The Field Station's primary purpose was to collect large corpora of naturalistic language data. The three main research projects focus on the Acquisition of Jakarta Indonesian, Language Contact in Indonesia and Language Description.

In addition to the data collection and research activities of the Field Station, work was also being carried out on the development of a customised FileMaker database solution and set of tools for the coding and analysis of language data.

Field work in KalimantanThe Field Station's office is located on campus at Atma Jaya University in central Jakarta but data is being/has been collected in the field at various locations around Indonesia and Malaysia. Such places include Jakarta, Bandung, Semarang and Pemalang in Java, Palembang and Riau in Sumatra, Makassar in Sulawesi, Dayak villages in the highlands of East Kalimantan and Sarawak, villages in West Kalimantan, and Ternate in Northern Maluku.
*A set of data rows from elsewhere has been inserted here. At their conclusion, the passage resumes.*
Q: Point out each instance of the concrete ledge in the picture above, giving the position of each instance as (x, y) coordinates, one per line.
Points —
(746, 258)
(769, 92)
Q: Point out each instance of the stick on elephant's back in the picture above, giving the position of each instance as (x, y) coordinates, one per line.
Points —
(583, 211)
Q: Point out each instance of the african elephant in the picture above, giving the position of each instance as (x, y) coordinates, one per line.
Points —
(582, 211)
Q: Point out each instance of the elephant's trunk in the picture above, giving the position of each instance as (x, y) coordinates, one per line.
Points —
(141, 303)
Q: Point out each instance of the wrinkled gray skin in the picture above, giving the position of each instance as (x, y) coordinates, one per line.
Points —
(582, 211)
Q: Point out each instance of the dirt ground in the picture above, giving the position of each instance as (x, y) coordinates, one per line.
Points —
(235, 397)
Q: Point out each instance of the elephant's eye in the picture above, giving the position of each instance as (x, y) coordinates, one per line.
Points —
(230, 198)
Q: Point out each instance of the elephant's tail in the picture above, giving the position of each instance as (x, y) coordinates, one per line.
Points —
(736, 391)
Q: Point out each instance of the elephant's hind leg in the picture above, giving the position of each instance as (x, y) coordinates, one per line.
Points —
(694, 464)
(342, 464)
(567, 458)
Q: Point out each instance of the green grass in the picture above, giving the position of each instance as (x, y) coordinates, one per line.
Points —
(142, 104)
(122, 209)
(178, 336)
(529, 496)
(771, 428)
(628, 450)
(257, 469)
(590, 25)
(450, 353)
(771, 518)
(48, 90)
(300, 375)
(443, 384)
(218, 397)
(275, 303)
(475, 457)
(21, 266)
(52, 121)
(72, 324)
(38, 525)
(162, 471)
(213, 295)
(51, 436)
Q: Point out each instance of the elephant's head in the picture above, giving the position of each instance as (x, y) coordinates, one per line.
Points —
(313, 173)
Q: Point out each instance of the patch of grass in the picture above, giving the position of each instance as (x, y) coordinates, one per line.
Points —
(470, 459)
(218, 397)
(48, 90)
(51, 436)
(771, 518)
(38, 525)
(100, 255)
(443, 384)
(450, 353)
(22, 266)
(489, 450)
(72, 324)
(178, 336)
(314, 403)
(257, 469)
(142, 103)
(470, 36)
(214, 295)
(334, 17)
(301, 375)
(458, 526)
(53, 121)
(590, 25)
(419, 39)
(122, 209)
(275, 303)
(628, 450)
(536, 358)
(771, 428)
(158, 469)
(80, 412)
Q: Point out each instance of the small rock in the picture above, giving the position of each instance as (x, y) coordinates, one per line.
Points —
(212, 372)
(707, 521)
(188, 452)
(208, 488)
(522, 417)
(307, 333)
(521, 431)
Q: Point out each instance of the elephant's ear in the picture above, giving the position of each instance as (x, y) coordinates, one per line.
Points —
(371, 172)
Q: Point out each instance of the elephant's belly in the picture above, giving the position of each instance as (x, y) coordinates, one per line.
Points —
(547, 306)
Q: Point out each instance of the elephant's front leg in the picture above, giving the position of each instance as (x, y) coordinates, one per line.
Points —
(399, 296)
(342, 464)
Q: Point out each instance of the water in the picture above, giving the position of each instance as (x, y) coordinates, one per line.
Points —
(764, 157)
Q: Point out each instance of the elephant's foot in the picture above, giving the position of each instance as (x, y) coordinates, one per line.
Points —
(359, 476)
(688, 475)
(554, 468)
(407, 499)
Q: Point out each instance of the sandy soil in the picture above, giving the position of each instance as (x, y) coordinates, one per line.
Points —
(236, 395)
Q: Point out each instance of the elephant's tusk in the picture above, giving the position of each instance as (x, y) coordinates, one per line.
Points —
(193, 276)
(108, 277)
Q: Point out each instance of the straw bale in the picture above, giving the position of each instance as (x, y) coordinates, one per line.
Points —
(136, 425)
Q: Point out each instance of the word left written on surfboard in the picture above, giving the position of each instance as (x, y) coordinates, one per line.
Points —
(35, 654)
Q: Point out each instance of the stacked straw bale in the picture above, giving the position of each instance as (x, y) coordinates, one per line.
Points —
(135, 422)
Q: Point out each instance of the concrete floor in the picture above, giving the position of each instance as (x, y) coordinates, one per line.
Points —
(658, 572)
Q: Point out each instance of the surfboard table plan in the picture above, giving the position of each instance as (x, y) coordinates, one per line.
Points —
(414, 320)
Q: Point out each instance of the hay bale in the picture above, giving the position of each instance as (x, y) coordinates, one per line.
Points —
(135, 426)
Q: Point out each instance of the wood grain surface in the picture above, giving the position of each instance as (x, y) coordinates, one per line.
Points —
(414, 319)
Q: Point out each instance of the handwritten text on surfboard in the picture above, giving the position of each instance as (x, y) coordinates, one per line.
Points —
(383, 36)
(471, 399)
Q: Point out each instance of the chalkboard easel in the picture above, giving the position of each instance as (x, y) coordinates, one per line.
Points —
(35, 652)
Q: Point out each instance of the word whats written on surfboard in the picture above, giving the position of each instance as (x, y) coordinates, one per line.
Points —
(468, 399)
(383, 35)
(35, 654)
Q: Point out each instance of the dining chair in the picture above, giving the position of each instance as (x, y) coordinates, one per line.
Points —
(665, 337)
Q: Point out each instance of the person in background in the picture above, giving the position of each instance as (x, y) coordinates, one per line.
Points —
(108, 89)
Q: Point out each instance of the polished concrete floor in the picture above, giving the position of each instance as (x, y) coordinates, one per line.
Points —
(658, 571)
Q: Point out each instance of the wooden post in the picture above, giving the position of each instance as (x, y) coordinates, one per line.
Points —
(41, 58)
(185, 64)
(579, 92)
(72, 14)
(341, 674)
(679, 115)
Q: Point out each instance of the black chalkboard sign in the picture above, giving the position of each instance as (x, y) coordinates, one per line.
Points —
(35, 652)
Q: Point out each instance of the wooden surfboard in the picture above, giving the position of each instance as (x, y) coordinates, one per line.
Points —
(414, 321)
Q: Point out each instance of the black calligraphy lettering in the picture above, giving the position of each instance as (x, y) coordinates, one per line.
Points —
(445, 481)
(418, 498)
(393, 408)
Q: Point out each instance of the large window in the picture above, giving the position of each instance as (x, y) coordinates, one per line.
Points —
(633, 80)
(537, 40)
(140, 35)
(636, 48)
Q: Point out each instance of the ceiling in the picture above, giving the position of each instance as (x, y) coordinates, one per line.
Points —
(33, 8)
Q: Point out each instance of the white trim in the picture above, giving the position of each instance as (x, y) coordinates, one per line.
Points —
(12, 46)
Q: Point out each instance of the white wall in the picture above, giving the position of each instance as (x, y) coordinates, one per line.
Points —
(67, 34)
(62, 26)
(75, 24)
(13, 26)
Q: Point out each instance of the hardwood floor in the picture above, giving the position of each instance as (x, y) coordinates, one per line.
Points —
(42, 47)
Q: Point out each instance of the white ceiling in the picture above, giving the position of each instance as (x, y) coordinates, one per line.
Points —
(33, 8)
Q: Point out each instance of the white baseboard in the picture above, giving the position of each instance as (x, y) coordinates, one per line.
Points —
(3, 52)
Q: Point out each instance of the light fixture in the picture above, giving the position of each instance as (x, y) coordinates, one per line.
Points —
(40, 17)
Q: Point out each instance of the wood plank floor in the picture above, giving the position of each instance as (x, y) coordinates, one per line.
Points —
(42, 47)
Originally staffed by three people in Jakarta, the Field Station has evolved and grown and now has a full-time staff of sixteen (twelve Indonesians and four expatriates) as well as the project head based in Leipzig, two outside linguists based at the University of Delaware and two host linguists based at Atma Jaya University.

Data collection and transcription over the years since inception has accelerated and the Field Station now boasts the largest corpus of naturalistic child language data outside of Europe.

The MPI EVA Jakarta Field Station cooperated with the Center for Endangered Languages Documentation (CELD).